SEMINÁRIO BIOELETRICIDADE/BIOGÁS – ENTIDADES DEFENDEM CRIAÇÃO DE SECRETARIA DE ENERGIAS RENOVÁVEIS NO MINISTÉRIO DE MINAS E ENERGIAS

20/08/2020
SEMINÁRIO BIOELETRICIDADE/BIOGÁS – ENTIDADES DEFENDEM CRIAÇÃO DE SECRETARIA DE ENERGIAS RENOVÁVEIS NO MINISTÉRIO DE MINAS E ENERGIAS

Tradicionalmente realizado dentro da agenda técnica da FENASUCRO & AGROCANA, o seminário voltado para abordar a bioeletricidade, promovido pela parceria CEISE Br / Única – União da Indústria da Cana-de-Açúcar, aconteceu nesta quarta-feira, 19, em formato de webinário.

Já na abertura do evento, o Vice Presidente do CEISE BR, Rafael Gomides, fez uma reflexão sobre o segmento dizendo da “necessidade de geração de energia para o mundo que é cada vez maior, embora, em função da pandemia há registro de uma pequena queda, mas temos que pensar a longo prazo, e pensar a longo prazo nos leva diretamente para as energias renováveis”, ponderou.

Ao falar sobre as perspectivas para a retomada de investimentos no segmento, Gomides comemorou a aprovação, no último dia 13 de agosto, do Projeto de Lei 3.975, que aguarda sanção presidencial.
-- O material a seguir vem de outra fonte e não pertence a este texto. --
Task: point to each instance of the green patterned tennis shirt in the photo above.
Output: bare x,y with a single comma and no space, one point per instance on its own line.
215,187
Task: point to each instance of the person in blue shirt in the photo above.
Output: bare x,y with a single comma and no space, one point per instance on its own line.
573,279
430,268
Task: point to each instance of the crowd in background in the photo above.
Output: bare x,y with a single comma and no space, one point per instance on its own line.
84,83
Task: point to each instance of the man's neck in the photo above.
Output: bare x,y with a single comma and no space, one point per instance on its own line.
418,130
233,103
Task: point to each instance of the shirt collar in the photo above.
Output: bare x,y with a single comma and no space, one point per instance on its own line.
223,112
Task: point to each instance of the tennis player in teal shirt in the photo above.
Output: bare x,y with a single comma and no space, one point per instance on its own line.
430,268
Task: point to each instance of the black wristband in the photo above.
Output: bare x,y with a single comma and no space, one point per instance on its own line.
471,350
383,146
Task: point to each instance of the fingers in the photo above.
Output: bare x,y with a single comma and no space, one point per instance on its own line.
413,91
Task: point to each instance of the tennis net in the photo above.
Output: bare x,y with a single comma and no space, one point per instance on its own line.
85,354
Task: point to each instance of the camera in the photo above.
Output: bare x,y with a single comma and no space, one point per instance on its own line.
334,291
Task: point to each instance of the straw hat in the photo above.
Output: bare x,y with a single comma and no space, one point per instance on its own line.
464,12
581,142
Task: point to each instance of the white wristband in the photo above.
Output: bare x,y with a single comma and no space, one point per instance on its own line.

Para o dirigente, “a medida contribuirá para destravar as liquidações financeiras no Mercado de Curto Prazo, o que trará estímulo para as usinas sucroenergéticas que possuem capacidade de produção de energia porque passarão ser remuneradas adequadamente, fomentando assim este mercado, que é bom, inclusive, para as indústrias de equipamentos, que o CEISE Br representa”.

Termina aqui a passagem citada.